I'm making slow progress on reading CMU firmware, and I think I've got to the stage where I can speculate how this happens.
1) It
may be necessary to start with a CAn bus message (on the bus that CMUs are on, I don't know if messages from the main CAN bus pass through the BMU to the CMU) with message ID 0x3C3 (the same one that does bypassing), with D4 set to 4 (or at least, has D4[2] set). You can't say "leave the bypass bits alone", so you have to choose what you want with the bypass bits if you want to send a 3C3 message. All zeroes for the rest of the packet should force no bypassing.
2) The BMU sends the following 5-byte packet over the daisy chain, which connects to UARTD1 on the CMU processors:
00 FF 0F 00 0E
The first byte (D1) appears to be unused, and it initialised to 0. But the BMU may send different contents.
The next 3 bytes are what sets the CMU ID. We want CMU ID 1 at the start of the chain, and strangely this is in about the middle of a table. So we need 6 non-zero pairs of bits, starting with the LSBs of D2, indicating that we don't want IDs 7, 8, ... 12. With bits 4 and 5 set to zero, the first BMU sets its ID to 1, and the rest of the bits of D2 and D3 have to be zero, or it will get cancelled. I have set both bits in the pair in my example; sometimes the CMUs send only odd bits (so e.g.
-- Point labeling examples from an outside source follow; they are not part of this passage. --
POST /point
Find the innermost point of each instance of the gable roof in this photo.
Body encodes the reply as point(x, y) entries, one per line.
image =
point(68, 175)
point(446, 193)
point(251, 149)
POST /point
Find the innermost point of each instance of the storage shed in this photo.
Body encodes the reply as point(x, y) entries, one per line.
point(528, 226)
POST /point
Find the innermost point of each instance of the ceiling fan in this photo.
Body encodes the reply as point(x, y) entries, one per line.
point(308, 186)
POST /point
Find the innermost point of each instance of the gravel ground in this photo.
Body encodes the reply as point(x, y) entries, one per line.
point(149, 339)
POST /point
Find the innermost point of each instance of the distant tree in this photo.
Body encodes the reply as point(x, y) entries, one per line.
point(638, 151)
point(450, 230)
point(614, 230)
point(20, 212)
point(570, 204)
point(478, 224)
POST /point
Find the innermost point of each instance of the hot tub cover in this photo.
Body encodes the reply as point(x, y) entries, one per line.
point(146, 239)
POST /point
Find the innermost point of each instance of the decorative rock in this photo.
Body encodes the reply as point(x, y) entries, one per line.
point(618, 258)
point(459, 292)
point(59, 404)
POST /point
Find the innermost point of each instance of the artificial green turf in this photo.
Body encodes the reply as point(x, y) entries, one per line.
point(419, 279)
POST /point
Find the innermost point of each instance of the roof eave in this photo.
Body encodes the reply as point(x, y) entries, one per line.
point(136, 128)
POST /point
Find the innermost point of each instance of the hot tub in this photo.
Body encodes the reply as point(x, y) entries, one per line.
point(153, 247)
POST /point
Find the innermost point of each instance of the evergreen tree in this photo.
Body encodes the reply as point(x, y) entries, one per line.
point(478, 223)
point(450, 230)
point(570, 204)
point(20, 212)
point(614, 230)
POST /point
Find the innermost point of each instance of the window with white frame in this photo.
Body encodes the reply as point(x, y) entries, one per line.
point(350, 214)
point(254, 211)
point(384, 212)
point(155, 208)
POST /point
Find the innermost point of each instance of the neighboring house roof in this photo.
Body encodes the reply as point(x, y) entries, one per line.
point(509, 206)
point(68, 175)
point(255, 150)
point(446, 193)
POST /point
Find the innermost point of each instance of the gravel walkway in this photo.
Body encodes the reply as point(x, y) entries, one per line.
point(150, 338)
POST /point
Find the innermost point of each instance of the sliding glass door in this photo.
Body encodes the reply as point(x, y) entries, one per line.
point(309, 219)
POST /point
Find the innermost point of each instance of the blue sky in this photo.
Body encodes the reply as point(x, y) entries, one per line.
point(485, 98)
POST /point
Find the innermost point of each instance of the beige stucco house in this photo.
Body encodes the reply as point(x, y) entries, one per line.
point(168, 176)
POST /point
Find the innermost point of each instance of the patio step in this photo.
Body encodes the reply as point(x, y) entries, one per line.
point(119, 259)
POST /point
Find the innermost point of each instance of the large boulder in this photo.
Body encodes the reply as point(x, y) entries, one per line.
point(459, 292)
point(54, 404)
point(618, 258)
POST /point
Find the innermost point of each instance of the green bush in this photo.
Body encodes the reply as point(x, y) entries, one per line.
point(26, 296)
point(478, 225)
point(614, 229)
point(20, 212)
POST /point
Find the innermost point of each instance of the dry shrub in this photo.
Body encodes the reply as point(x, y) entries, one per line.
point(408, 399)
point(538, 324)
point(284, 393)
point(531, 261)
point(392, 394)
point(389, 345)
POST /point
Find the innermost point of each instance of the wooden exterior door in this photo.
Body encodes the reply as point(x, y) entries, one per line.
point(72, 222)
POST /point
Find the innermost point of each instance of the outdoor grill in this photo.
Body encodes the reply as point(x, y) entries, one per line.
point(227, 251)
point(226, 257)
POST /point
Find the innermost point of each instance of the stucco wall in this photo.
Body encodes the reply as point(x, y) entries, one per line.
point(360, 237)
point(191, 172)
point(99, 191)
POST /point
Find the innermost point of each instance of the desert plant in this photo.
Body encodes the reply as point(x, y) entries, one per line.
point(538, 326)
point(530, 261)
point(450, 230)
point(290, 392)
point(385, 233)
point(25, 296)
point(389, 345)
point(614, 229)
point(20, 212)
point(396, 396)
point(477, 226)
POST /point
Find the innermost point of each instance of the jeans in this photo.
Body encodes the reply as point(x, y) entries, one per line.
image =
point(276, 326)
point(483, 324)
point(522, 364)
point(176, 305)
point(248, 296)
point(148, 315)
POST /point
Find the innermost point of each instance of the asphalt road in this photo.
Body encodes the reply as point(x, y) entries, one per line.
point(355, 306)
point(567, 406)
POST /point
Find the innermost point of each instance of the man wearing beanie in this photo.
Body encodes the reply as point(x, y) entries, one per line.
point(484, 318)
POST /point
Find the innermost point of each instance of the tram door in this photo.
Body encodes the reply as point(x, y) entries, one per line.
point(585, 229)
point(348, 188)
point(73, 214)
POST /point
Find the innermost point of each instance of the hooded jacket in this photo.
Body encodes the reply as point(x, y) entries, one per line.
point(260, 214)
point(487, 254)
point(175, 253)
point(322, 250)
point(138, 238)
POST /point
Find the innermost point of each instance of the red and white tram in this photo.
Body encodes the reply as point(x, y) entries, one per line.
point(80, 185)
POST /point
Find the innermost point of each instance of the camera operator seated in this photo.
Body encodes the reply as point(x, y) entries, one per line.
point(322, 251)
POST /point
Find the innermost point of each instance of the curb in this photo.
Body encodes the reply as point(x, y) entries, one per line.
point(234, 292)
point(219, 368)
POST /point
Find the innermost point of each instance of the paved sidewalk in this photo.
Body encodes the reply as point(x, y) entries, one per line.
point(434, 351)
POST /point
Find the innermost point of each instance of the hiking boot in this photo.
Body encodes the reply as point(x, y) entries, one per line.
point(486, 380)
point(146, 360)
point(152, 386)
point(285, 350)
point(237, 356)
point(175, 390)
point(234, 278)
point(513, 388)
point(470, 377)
D2 would be 0x55), or even bits (0xAA), or both bits (0xFF, as I have here).
The last byte (D5) is the sum of bytes D2-D4.
[ Edit: these packets are probably sent at 300bps; see next post. ]
I believe that a task function is awoken that will save the new ID into EEPROM (the first word, it seems to me, though it's possible that it moves around).
So: not terribly convenient perhaps, but it should be possible to make up a gizmo that plugs into the appropriate connector and sends the bytes.